Et la façon dont Lubitsch utilise la caméra et le montage, les détails et parfois leur absence, pour amener une idée à bon port, est ici au sommet de son art: plusieurs scènes pour se faire plaisir, en fait: dans l'une, on voit le prêtre chez lui, servi par sa bonne qui est triste de le voir soucieux. On la suit jusqu'à la pièce ou est Ciglia, et la bonne est triste de la voir soucieuse également. Une cloche: on a sonné: la bonne va voir, revient et apparaît radieuse à la porte: Ciglia pleine d'espoir attend: mais c'est Lorenz. Quelques instants après sa visite, la cloche de nouveau: la bonne va ouvrir, et Ciglia attend: cette fois, quand la porte de la pièce s'ouvre, on aperçoit juste la main de la bonne qui dépose dans la pièce un fusil. Nous savons à qui appartient ce fusil, et Ciglia aussi. Son visage s'éclaire... pas d'intertitre, même pas une image de Marcus, mais le message est passé. Dans l'autre scène qui me vient à l'esprit, Marcus est rentré chez lui après sa tentative maladroite de séduire Ciglia lors d'un bal costumé, et il est flanqué de Pia. Il se débarrasse d'elle sans le moindre ménagement, avant de rentrer dans sa maison. Quelques instants plus tard, il ressort, inquiet: et si la jeune femme était restée pour tenter d'entrer? Il ne la voit pas, rentre de nouveau dans sa maison. Le dernier plan nous le montre entrant dans sa chambre et déposant ses affaires puis regardant droit devant lui, une expression de surprise au visage; nous ne verrons pas ce qu'il a vu, mais la caméra fait un léger détour sur la droite, et au mur, nous apercevons, accroché à une patère, le masque que portait Pia...

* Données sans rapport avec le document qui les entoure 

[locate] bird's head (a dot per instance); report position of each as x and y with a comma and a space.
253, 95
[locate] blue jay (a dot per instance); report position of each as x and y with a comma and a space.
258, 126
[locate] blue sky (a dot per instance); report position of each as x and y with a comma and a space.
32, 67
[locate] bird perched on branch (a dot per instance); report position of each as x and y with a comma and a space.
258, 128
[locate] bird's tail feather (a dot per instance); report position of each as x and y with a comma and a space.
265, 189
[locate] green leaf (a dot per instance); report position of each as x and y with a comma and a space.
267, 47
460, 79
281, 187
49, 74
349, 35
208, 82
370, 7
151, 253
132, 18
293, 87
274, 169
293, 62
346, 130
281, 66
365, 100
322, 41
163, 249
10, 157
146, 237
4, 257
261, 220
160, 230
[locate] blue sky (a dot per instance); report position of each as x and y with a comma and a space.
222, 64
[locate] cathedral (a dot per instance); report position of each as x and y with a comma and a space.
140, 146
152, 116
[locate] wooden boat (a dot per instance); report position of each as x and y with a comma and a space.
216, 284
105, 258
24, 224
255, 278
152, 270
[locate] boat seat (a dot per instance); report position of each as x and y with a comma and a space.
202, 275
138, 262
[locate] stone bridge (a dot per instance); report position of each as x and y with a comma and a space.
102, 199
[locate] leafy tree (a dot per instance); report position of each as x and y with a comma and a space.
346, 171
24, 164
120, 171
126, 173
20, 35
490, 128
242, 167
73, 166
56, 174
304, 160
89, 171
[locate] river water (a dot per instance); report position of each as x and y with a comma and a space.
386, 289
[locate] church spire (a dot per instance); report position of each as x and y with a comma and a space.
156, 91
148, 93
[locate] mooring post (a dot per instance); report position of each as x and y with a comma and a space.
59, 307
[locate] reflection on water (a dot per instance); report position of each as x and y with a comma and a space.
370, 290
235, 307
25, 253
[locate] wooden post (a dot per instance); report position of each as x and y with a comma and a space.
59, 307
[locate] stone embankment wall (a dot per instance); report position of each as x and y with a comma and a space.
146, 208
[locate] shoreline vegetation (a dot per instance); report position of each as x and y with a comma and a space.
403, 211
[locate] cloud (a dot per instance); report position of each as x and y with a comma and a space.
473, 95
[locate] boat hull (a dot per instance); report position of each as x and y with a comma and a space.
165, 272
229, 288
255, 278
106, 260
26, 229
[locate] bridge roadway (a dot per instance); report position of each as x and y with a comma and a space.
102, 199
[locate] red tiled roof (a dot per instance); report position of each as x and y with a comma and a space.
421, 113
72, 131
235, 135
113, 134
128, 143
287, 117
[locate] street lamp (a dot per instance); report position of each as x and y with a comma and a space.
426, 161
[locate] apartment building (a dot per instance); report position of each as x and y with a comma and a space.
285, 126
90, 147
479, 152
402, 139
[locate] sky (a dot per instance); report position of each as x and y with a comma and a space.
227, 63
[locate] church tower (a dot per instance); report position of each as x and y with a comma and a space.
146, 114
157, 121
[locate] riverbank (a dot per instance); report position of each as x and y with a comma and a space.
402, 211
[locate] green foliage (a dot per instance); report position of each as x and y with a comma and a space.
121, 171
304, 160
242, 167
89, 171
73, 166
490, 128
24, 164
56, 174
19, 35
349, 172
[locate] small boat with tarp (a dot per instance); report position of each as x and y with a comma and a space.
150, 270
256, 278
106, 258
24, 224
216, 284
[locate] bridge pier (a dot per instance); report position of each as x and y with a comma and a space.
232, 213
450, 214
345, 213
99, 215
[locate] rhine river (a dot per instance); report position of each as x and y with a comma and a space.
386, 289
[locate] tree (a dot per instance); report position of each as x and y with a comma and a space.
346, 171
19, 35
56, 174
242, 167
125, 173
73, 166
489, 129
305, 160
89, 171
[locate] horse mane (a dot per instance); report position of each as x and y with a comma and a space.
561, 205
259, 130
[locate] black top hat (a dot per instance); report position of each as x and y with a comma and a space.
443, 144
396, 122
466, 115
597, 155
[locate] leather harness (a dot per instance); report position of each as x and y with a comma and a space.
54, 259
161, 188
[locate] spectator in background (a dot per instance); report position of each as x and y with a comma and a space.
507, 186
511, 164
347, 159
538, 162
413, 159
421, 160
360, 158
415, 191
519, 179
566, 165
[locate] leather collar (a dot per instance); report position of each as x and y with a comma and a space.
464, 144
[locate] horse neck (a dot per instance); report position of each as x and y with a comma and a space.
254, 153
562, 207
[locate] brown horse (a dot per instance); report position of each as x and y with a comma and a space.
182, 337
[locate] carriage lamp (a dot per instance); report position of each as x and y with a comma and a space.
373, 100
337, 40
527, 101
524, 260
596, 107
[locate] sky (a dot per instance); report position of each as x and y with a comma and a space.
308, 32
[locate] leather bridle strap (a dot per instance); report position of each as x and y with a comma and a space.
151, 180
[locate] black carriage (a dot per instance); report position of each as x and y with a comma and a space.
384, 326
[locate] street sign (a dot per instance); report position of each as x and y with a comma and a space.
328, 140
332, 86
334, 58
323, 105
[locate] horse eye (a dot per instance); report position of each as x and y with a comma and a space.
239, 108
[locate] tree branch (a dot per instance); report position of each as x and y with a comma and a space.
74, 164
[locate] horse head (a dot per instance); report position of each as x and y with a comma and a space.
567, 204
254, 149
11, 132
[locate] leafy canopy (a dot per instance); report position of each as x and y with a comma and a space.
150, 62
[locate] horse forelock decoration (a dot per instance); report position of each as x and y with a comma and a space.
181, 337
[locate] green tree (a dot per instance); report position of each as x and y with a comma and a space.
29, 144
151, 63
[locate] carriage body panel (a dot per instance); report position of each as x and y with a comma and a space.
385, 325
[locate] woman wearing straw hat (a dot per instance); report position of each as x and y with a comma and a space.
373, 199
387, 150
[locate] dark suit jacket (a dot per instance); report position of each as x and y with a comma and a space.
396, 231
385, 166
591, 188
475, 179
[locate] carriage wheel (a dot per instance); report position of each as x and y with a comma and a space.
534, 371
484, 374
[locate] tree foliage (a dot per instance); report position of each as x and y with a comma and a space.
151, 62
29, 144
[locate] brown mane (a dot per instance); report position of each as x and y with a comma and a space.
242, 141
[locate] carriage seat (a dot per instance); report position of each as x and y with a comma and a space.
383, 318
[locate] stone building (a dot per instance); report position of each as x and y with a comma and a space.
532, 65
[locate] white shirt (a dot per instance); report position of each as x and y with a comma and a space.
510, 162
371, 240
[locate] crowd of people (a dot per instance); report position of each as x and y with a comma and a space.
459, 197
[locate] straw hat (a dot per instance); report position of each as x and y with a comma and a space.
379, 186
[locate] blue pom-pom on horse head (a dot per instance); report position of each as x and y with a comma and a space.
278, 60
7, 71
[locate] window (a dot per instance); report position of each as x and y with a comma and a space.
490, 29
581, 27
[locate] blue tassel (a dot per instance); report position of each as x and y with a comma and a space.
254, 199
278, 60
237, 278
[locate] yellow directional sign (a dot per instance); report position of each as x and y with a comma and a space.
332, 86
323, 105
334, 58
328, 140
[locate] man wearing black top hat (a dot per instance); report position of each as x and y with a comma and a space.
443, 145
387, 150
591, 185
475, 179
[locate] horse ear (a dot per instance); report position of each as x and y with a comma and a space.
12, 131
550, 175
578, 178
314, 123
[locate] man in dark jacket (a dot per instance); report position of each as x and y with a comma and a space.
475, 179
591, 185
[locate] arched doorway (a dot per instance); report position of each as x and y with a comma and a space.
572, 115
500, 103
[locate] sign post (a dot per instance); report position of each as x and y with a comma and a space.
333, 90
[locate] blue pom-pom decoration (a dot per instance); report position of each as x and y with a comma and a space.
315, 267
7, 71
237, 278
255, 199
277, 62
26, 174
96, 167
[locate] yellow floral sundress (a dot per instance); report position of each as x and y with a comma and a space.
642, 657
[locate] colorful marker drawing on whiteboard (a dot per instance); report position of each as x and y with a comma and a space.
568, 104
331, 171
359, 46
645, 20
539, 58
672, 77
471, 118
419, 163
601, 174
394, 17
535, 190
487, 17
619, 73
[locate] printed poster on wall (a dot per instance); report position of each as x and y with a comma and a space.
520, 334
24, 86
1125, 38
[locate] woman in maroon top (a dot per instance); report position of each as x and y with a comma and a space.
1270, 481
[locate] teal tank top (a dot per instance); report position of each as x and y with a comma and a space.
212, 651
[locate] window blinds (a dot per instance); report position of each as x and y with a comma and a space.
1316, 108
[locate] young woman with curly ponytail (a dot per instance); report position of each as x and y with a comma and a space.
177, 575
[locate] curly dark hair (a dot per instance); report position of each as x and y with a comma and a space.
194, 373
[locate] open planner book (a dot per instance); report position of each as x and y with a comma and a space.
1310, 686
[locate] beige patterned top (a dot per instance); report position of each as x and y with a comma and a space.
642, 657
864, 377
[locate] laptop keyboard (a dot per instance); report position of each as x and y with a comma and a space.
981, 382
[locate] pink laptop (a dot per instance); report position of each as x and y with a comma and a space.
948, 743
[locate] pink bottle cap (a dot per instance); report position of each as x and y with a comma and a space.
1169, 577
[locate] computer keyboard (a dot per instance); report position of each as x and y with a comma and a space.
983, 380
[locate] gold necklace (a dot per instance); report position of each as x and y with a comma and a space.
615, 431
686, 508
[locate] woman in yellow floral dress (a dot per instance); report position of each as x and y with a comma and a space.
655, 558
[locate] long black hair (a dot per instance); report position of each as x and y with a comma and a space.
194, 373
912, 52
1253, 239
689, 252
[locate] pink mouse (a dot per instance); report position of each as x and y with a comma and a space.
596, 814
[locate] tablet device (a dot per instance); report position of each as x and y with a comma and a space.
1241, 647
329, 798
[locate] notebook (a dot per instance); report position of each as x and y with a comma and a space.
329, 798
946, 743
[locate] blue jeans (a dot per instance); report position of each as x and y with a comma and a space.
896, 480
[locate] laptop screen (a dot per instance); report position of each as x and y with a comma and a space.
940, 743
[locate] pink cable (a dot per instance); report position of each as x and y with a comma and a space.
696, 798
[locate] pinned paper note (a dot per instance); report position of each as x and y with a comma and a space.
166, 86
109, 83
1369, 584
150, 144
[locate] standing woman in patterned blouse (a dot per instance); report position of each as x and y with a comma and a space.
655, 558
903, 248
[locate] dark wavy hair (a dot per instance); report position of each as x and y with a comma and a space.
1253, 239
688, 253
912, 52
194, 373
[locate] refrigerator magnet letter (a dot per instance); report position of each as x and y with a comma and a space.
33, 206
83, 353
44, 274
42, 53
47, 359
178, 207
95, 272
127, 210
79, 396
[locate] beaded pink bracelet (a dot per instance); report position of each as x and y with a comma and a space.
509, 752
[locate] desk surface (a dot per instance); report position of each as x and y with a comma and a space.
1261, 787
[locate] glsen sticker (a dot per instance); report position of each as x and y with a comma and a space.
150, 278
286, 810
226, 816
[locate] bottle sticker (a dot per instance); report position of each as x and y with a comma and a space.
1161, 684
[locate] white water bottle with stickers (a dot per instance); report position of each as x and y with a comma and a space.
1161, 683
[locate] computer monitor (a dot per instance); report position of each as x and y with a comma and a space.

Certes, ces jolies efforts de mise en scène sont au service d'un mélodrame des plus embarrassants, et ces belles images ne sont guère plus que le dernier souffle d'un cinéma muet en pleine agonie. Mais dans un film qui tente, à sa façon, de donner la version de Lubitsch de la mise en scène à la Murnau (C'est flagrant dans la façon de montrer les intérieurs de ces maisons rigoristes de montagnards teigneux), qui une fois posé le style de jeu flamboyant et encombrant de la Star incontestée, permet à des acteurs aussi intéressants que Varconi et Horn (Très probablement dirigés en Allemand, ils sont d'une grande justesse) de briller dans des rôles qui échappent eux aux clichés qui auraient pu les handicaper, il y a beaucoup plus que ces conventions. Que ce ne soit pas le meilleur film de Lubitch, c'est entendu, mais c'est un excellent film de John Barrymore.
Pour finir, une petite pointe d'ironie positive: Mary Pickford, qui avait fait venir Lubitsch aux Etats-Unis en 1923, lui gardait rancune de leur mésentente sur le tournage de Rosita. Elle prétendait des années plus tard que c'était un incapable, qu'il n'était motivé que par la représentation des portes... C'est amusant de constater qu'ici, on a en effet une "mise en scène des portes", dans ces scènes qui savent utiliser les rapports entre les gens et le fonctionnement ancillaire des maisons, pour montrer la vie. Mais c'est sans doute aussi très paradoxal, que ce film muet tardif et si mal vu ait survécu justement grâce à l'appui, du vivant de la star; de... la Fondation Mary Pickford, entièrement dédiée à la préservation et au sauvetage des films muets.